I chose the soup of the day as my side, “Asparagus”. It was lumpy with actual segments of asparagus stalk and unblended chunks. It was a bite of fresh asparagus layered with butter and cream. A pure, crisp, one note taste that was “absolutely asparagus”, to quote my guest. Simple and clean. If I could make one adjustment it would be to purée the soup smooth and used freshly toasted bread as croutons for a textural component. To me the soup felt grainy and I didn’t like the chew.

Would I come back? – Yes.
Would I line up for it? – Yes.
Would I recommend it? – Yes.
Would I suggest this for someone visiting from out of town? – Yes.

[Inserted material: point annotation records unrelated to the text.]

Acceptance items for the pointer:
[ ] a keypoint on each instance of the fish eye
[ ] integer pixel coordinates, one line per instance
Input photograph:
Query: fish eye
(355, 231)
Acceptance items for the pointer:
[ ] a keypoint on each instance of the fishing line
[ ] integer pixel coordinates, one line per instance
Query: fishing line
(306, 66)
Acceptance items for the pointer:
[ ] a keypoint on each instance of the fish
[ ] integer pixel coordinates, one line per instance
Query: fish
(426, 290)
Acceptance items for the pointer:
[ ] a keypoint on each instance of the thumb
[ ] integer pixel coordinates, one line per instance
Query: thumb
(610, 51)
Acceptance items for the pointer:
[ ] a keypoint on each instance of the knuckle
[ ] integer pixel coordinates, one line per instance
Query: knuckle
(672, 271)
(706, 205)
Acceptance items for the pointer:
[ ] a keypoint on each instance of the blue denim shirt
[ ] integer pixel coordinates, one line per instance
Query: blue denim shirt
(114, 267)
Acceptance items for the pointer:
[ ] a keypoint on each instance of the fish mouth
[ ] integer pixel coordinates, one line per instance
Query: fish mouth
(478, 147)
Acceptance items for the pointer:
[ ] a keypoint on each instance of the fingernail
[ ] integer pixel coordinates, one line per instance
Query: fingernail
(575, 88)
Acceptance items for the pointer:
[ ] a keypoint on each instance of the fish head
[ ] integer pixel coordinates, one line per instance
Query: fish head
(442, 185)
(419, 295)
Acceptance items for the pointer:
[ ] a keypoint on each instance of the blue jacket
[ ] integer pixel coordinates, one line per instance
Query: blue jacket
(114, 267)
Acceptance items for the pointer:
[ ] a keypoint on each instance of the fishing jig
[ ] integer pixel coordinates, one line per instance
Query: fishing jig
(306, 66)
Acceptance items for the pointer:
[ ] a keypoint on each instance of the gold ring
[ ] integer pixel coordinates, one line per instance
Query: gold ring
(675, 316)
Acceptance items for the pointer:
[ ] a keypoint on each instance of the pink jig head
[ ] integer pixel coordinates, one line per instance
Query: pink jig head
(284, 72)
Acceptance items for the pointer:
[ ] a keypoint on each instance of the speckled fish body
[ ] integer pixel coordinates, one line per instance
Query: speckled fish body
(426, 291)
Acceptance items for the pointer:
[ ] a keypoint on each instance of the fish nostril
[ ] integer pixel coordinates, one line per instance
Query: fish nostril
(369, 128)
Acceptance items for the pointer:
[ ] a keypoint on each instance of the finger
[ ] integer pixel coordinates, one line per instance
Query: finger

The setting won me over with its causal luxury. Ample screens to watch any play by play from any angle, and cozy seats for extended stays. With free parking in the shared lot out front this is a great place to check out a game in or grab a drink with friends at. The staff were attentive and approachable. They helped one another and us regardless of which section patrons were seated in. Our server checked in often, much more than the one per plate visit that other establishments institute. We were given the billfold before it was requested, but were never nudged out. We sat in our given space and were allowed to linger, taking our time the whole way through. Even to the point of not being ready to order after three check ins. And yet no complaints from our server and no sneers from other staff. The food satisfied my need for familiarity with my want for different. Bar fare made grown up. Exciting twists and fun names kept me entertained. If it wasn’t for the distance I could see myself frequenting this spot as a solid go to for larger groups and an easy choice for picky eaters. Don’t deny your cravings.